Weston Dacus

No. 57
- Position: Linebacker

Personal information
- Born: September 19, 1985 (age 40) Searcy, Arkansas, U.S.
- Height: 6 ft 1 in (1.85 m)
- Weight: 232 lb (105 kg)

Career information
- College: Arkansas
- NFL draft: 2008: undrafted

Career history
- Kansas City Chiefs (2008–2009); Florida Tuskers (2010); Virginia Destroyers (2011);

Career NFL statistics
- Total tackles: 8
- Stats at Pro Football Reference

= Weston Dacus =

American football player (born 1985)

Robert Weston Dacus [DAY-cus] (born September 19, 1985) is an American former professional football player who was a linebacker for the Kansas City Chiefs of the National Football League (NFL). He played college football for the Arkansas Razorbacks.

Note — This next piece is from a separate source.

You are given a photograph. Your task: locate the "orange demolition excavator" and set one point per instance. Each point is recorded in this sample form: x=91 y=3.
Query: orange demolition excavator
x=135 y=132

Dacus was a member of Arkansas' 2004 signing class, and went on to play middle linebacker for the Hogs for four seasons. Dacus was a junior starter on the 2006 Arkansas team that won the SEC West division championship, finishing 10–4. His senior season, Arkansas finished 8–5 after losing to Missouri in the 2008 Cotton Bowl. During his career at Arkansas, Dacus was teammates with future NFL players like Darren McFadden, Felix Jones, Peyton Hillis, Damian Williams, Jamaal Anderson, and Mitch Petrus. Dacus was signed by the Kansas City Chiefs as an undrafted free agent in 2008, but was released by the Chiefs in 2009. He played two seasons in the minor league United Football League for the Florida Tuskers, which became the Virginia Destroyers. The league folded in 2012.